We are proud to announce the launch of MeJARa, a groundbreaking initiative aimed at improving women’s and girls’ menstrual experiences while addressing the negative impacts of menstruation and related practices. This project, led by Dr. Melanie Channon in partnership with Dr. Mahesh Puri and Dr Carmen Alvarado Benitez, focuses on creating a comprehensive framework and theory of menstrual justice. With the generous support of UK Research and Innovation (UKRI) under the UK government’s Horizon Europe funding guarantee, we will concentrate our efforts on the needs of adolescent girls in two case study countries: Nepal and Guatemala.

Menstruation has long been a neglected subject in both research and policy. However, recent initiatives have begun to address the lack of access to sanitary products, education, and water, sanitation, and hygiene infrastructure. Many of these interventions are school-based, which, while important, do not address the broader community attitudes or the needs of those who are not in school. Furthermore, menstrual pain, a severely neglected health, social, and economic issue, has not received adequate attention in these initiatives.

MeJARa consists of five subcomponents, each corresponding to specific research questions and objectives. The first subcomponent involves analyzing national and international menstrual policies, while the second subcomponent seeks to understand the menstrual experiences and needs of adolescent girls. The third subcomponent aims to develop a universal, multidimensional framework of menstrual justice that incorporates Low and Low Middle Income Countries (LMIC) perspectives and priorities. The fourth subcomponent focuses on developing and validating tools to measure and assess menstrual justice. Finally, the fifth subcomponent will involve developing and testing community-based interventions to improve menstrual justice.

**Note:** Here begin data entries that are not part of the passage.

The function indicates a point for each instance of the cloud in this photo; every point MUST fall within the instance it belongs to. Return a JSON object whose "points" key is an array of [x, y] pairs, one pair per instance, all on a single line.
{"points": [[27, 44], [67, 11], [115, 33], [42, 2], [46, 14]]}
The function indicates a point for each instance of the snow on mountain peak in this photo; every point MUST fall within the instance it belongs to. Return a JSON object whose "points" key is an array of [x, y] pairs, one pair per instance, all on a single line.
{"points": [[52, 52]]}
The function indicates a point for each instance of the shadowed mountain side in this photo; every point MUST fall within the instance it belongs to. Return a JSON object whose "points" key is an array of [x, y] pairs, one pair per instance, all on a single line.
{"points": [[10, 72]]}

Through a mixed-methods approach, we will explore the complex and far-reaching effects of menstrual (in)justice and menstrual health, with a particular focus on menstrual pain and psychosocial health in Nepal and Guatemala. Working closely with adolescent girls, their families, and the wider community, we will create a complex intervention that addresses menstrual injustice. The intervention will require low-intensity specialist human resources, ensuring that it is feasible, acceptable, and scalable.

MeJARa is poised to make a significant impact on menstrual justice, health, and wellbeing. Over the course of five years (November 2022 – October 2027), we will conduct a longitudinal study in two districts in Karnali and Gandaki provinces, Nepal. This study will not only assess the developed intervention but also allow for the estimation of causal impacts of menstruation and related practices on physical health, mental health, wellbeing, education, and work.

We invite you to join us on this journey as we try to improve menstrual experiences and reduce the negative consequences of menstruation and related practices. We hope that together, we can help achieve the right to a good period in policy and practice for women and girls worldwide.